The complaint speaks directly to the tech aficionados rather than speaking over them and to a federal judge. After all, the more bought into the Apple ecosystem you are, the more opportunities you have to be annoyed by Apple. And those hundreds of little annoyances, says the DOJ, are Apple’s fault, not yours. It’s an extremely tempting invitation to come rage with them.”

Sarah Jeong, The Verge

From the Right

“One of the key legs of the DOJ’s lawsuit is the emotional damage caused by green chat bubbles. When an Apple device messages another Apple device, the chat bubble containing the message is blue. Because of this, Android-using Gen-Zers on TikTok have claimed to be socially ostracized by their iPhone-using friends for creating green chat bubbles while messaging…  

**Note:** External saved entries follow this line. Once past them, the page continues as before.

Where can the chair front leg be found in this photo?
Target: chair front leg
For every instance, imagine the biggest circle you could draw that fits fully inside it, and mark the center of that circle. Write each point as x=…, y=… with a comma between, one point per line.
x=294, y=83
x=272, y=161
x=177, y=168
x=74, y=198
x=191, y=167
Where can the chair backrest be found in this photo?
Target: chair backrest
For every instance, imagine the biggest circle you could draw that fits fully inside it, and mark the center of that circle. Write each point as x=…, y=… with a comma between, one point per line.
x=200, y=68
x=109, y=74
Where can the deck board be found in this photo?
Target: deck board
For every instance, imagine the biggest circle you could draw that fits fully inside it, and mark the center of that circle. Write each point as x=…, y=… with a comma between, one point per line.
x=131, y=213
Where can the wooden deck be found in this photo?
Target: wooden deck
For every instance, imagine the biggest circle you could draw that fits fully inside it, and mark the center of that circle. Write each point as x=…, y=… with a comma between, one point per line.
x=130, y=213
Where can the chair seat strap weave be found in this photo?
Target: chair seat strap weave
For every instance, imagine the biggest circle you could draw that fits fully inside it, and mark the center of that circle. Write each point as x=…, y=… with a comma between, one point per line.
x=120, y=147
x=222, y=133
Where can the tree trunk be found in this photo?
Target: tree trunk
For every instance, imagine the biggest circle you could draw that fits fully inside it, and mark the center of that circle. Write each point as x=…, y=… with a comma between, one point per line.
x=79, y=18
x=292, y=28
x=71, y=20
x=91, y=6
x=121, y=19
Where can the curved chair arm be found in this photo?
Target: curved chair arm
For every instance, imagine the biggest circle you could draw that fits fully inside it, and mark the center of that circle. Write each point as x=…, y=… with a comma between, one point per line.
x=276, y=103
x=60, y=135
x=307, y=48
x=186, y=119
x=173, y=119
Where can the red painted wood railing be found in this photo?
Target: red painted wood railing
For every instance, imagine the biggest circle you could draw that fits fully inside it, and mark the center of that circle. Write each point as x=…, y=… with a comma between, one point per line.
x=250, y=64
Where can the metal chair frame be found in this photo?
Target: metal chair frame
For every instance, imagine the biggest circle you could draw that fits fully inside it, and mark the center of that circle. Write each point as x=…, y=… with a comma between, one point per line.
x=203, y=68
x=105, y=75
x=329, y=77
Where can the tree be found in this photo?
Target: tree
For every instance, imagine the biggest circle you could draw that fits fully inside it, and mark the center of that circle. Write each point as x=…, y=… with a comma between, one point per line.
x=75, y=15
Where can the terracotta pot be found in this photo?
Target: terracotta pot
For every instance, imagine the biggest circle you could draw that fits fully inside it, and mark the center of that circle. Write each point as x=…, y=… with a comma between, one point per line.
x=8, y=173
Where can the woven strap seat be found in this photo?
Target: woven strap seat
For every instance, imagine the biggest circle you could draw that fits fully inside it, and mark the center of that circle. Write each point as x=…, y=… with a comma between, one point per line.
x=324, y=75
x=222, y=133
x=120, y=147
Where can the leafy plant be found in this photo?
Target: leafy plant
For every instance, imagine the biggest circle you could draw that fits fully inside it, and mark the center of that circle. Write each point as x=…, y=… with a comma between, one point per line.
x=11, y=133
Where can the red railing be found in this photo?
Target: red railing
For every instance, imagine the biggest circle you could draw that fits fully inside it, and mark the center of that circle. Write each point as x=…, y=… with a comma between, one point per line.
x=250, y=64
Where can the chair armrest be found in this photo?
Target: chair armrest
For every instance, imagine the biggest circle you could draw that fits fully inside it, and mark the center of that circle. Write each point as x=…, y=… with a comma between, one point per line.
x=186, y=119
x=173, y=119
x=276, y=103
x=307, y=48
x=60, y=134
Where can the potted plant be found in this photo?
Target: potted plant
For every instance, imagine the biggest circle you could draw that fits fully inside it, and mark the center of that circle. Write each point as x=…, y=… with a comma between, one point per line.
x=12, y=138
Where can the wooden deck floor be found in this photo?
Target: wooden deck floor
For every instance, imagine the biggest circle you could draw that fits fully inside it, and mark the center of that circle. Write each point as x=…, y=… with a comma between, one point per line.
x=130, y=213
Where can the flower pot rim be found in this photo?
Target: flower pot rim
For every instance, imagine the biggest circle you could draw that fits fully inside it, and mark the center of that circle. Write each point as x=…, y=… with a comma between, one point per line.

“While the White House’s Justice Department would have you believe the green bubble is in place only to make people feel poor, it actually serves a valuable purpose. Apple spends an immense amount of money every year ensuring the end-to-end encryption of messaging between Apple devices. When you send a message to another Apple device and it turns blue, you know the message was delivered securely. This cannot be said for SMS text messaging which is notoriously prone to being hacked.”

Erick-Woods Erickson, Substack

“Apple and Tim Cook, like other major corporations, decided to align themselves politically with Democrats. In 2008, Cook donated to Barack Obama’s campaign in what NPR said ‘appears to be the only time Cook has ever given money to a political candidate.’ In 2016, Apple cut off its support for the Republican National Committee while it continued supporting the Democratic counterpart…

“As a reward for becoming a full team player for Democrats, Apple is getting sued by Biden… In the meantime, even though there is still a healthy amount of free-market sentiment, Republicans have moved toward being more critical of how big corporations run.”